こんにちは。
とあるメーカーで貿易実務に関わって20年超の神高(かんだか)です。
新入社員、あるいは転職でも新しい会社に入ったとき、専門用語に戸惑いませんでしたか?
ぼくも転職を経験して、専門用語に戸惑いました。慣れるまで、時間がかかるんですよね。
自動翻訳が発達してきた今も、そこまではうまく訳してくれないな、という事例を経験しましたので、一つ、ご紹介しましょう。
業界用語の翻訳の例 産業機械の分野で「検査」と言えば……
メーカーで貿易実務、海外営業に関わる立場から、今回、仕事の上で問題となった「業界用語」を一つ挙げげます。
「検査」。
辞書を引くと inspection, examination, test, audit, check などが候補となります。
最近、ますます賢くなっているGoogle翻訳も、これくらいの翻訳を返すようになっています。
- インプット:検査結果を連絡ください。
- アウトプット:Please report the test result.(2020年2月10日現在)
悪くないですね。
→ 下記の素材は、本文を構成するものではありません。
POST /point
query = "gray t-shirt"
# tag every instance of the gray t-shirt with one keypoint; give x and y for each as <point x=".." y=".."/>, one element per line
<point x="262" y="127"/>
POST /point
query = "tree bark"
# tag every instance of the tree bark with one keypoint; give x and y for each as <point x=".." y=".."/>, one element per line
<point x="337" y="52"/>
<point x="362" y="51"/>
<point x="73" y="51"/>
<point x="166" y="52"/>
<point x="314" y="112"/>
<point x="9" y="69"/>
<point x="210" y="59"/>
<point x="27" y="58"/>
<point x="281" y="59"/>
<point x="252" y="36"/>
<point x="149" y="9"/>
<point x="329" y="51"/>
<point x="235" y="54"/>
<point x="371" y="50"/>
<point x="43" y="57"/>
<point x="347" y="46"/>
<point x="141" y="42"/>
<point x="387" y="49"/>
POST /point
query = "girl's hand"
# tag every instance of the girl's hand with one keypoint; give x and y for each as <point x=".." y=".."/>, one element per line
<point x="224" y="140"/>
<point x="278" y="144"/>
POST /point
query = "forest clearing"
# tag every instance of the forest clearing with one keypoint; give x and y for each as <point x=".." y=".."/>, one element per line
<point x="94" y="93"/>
十分、通じると思います。
しかし、この場合、産業機械やプラントなどを扱う企業であれば「 inspection 」あるいは、業種によっては「 FAT 」を用いるのが最も顧客と共通認識を持ちやすいでしょう。
FAT は 「 Factory Acceptance Testing 」の略語ですが、もともとの意味はあまり気にされていません。
契約書や仕様書、プレゼンテーションなどでも略語の「 FAT 」が用いられることもあります。
たとえば、こちらのSIEMENS の PR 動画。
FAT をナレーションでそのまま使っています。
日本でも検索すればいくつか見つけられます。
たとえば、横川電機株式会社様で使用例があります。
こういった業界の専門用語をジャーゴン( jargon )と呼びます。
jargon を人工知能はうまく使いこなせるのだろうか?
この疑問への答えは、「新入社員と同じじゃないかな」です。
機械翻訳(AI 翻訳)も人間が翻訳するときも仕組みは同じ
近年、大規模なサーバーを利用するAI翻訳サービスも広がってきました。
「 inspection 」「 FAT 」なら的確に「検査」と通じる業界に属する企業が、プレゼンやカタログを作ることになったとしましょう。
必要に応じて、ネイティブチェックも受けながら、少しずつ原稿を完成させていきます。
英語としては、正しい成果物ができあがるかも知れません。
しかし、その中で「検査」を「 audit 」や 「 check 」と表現すると、それぞれ製造業では別の意味に使う単語なので、情報を受け取る側は混乱します。
そして、脳内で「 inspection 」や「 FAT 」と変換して理解することになります。
せっかくの PR なのに、客先への「訴求効果」という意味では、大損害です。
こういった細かいレベルまで適切に翻訳できるようになるには、やはり置かれた環境向けの「チューニング」、つまり「学び」が必要です。
そして、それは、人間も同じです。
TOEIC 900点を超えるほどの英語運用能力、知識を持つ新入社員であっても、入社してしばらくは、そんな細かいことまでは配慮できません。
しかし、AI も人間も、業種、業界ごとのカタログやウェブサイト(同業者、競合他社含めて)、図面や取扱説明書などを優先的に読み込めば、近い将来、改善できるでしょう。
AI には機械学習が、人間には「学びと経験」が必要なのです。
【貿易】産業機械のメーカーで検査といえば?FATの意味と使い方|まとめ
今回の内容を簡単にまとめておきます。
FOB や CIF、ETD や ETA など海外営業や貿易実務の世界では、ありとあらゆる略語が使われています。
そして、それらをメールやメモの形で使うと、うまくコミュニケーションをとることができます。
それほど、高度な英語表現を使わずとも、です。
というか、あまり凝った英語表現は使うべきではないでしょうね。
機械翻訳よりも、自分の言葉でシンプルに伝えるパターンを用意できれば、仕事はスムーズに進みます。